Westfield Parramatta also has multi level car parks with 4,661 spaces.

==Incidents and accidents==
- On 3 July 2003, a man committed suicide by jumping off the third floor of the shopping centre. Half an hour later, the deceased body of a second male was located on the rooftop near the northern end of the building. Authorities believe the deaths were connected, with homicide detectives ruling out the possibility of a murder-suicide.
- On 25 March 2012 a 34 year old man was shot by police after a hijacking incident which led a police chase from Penrith down the M4 and tried to hijack a taxi before stealing a car from the carpark of the Nepean Hospital and being chased by police towards the motorway. He then crashed into a Mitsubishi Lancer before stealing it from a motorist at knifepoint. A police helicopter tracked the man as he sped along the motorway towards Parramatta. He drove into the Westfield carpark but was chased towards the centre's food court area. An officer caught up with the man and the two fought violently before the man produced a weapon and the officer shot him. The man was declared dead a short time later after paramedics were unable to revive him. Sections of the centre were immediately locked down at 4pm as dozens of police converged on the building. The incident happened not far from a JB Hi-Fi and store employees reported hearing what sounded like an argument outside.
- On 7 July 2014 a man was stabbed to death outside a Myer store at 10:30am. A 33 year old man was arrested at the scene after he took off his shirt and waited for police to arrive.
- On 14 May 2019 a woman fell to her death with police called to the centre around 1pm. Many of the areas in the centre were taped off around 3pm.
- On 23 December 2019 balloons filled with trivial freebies such as coffee vouchers, free parking, gift cards and discount cards sparked a wild stampede amongst the 150 Christmas shoppers as part of the 33 hour non-stop trade promotion. 12 people were treated on scene with a further 5 taken to hospital for further treatment.

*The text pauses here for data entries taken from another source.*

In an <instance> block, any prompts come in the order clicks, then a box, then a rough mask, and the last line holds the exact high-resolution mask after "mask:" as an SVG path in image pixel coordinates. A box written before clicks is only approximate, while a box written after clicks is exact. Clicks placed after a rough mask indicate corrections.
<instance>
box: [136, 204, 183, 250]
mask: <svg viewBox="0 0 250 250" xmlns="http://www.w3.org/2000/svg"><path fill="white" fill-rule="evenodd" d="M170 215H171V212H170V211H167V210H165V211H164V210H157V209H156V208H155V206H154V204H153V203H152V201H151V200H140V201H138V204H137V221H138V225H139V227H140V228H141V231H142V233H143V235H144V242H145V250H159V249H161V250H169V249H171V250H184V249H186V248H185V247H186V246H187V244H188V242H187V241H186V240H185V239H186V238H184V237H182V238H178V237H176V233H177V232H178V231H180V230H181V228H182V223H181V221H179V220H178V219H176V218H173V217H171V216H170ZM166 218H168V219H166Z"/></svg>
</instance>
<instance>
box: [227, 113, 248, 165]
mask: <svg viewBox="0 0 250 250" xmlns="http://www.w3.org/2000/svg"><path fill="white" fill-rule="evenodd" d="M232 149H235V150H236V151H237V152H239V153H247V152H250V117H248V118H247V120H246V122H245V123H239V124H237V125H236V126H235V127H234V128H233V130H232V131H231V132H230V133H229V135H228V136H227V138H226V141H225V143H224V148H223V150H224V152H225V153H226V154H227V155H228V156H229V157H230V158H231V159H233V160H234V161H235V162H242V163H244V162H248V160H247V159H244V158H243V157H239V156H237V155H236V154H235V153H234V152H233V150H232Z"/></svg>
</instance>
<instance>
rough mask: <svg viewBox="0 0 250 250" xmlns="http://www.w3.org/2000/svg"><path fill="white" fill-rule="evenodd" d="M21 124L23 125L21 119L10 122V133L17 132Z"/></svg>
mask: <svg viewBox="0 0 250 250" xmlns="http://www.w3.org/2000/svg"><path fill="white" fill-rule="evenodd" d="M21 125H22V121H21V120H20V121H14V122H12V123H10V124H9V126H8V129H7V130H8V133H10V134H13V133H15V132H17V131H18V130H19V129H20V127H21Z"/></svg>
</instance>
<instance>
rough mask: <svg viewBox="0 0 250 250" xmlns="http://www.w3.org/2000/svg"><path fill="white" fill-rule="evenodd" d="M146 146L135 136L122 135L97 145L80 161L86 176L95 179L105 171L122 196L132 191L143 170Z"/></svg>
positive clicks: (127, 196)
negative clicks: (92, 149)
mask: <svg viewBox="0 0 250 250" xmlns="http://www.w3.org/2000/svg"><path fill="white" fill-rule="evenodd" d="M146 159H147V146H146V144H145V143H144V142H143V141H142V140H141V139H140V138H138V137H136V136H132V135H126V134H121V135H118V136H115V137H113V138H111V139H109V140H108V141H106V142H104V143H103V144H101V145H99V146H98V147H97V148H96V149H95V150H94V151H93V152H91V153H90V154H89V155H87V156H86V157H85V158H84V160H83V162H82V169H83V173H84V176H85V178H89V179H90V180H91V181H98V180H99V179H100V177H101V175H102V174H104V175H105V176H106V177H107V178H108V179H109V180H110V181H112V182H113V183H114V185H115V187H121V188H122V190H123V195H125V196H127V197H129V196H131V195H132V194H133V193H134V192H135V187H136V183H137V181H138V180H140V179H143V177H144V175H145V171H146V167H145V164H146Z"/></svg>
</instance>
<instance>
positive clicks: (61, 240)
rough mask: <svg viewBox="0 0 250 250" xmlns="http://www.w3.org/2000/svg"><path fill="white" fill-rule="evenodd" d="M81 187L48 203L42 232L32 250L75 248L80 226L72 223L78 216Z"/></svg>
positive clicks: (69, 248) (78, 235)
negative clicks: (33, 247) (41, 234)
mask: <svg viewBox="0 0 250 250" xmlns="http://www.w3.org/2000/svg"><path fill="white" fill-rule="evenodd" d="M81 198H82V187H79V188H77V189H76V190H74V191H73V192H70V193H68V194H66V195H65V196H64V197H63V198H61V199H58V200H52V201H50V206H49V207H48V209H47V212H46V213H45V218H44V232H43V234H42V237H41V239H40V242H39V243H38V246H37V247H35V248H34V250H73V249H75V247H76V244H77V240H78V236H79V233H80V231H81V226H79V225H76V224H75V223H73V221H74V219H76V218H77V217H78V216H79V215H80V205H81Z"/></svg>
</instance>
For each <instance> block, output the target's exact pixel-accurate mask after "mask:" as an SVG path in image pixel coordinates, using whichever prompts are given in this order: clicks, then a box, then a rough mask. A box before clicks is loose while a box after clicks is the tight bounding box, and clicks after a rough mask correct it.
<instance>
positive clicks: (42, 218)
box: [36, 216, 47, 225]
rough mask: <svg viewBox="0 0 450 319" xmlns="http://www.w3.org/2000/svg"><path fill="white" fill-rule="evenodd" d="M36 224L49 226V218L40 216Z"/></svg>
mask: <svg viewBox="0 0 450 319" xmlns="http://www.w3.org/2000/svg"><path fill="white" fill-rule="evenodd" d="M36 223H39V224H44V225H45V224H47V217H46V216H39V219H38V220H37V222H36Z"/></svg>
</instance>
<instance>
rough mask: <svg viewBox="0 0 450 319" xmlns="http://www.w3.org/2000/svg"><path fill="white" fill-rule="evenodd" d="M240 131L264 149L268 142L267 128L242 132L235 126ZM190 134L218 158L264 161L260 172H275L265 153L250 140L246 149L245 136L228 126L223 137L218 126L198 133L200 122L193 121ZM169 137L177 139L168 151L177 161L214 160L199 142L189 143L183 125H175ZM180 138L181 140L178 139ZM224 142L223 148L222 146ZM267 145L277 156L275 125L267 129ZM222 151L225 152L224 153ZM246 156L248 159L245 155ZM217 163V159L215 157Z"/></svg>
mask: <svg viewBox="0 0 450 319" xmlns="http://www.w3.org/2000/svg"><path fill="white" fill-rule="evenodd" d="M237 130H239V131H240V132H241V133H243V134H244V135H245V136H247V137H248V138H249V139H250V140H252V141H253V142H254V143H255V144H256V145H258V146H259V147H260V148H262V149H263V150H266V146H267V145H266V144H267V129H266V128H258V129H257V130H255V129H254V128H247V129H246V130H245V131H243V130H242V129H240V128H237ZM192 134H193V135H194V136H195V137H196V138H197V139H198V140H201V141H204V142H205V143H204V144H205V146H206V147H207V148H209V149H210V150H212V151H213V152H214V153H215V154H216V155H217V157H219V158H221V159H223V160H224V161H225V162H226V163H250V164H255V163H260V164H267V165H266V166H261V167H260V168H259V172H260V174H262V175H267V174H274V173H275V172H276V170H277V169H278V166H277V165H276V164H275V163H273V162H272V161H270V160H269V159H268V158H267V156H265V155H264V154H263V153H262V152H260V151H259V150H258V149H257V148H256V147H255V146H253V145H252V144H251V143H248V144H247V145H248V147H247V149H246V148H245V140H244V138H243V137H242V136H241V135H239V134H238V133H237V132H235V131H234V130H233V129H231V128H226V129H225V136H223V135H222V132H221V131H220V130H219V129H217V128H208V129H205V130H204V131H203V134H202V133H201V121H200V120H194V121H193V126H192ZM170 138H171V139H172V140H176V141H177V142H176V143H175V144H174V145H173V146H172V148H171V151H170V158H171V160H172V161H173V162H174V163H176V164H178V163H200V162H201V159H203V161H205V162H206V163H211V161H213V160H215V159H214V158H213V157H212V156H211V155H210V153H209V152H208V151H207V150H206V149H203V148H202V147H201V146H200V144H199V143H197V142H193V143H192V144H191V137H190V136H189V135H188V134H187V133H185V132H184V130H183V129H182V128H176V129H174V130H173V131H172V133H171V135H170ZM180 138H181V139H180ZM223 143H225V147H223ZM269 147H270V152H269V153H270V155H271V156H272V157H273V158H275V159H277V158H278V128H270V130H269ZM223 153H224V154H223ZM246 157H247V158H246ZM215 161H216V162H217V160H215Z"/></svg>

- On 4 March 2020 a person was threatened with a knife inside Woolworths over toilet paper. The incident occurred at 1:30pm and staff and police had blocked off access to the toilet paper aisle.
- On 14 October 2022, a woman fell to her death by falling off the fourth floor of the shopping centre. Police blocked off the surrounding area, with nearby shops also temporarily closing. Although not stated, it is believed that the woman committed suicide.
- On 26 February 2024, a woman fell to her death by falling off the fifth floor of the shopping centre. Police blocked off the surrounding area, with nearby shops also temporarily closing. Although not stated, it is believed that the woman committed suicide.
- On Boxing Day 2024, a teenager stabbed allegedly at Parramatta Westfield, the injury was non life threatening and the attack was believed to be targeted.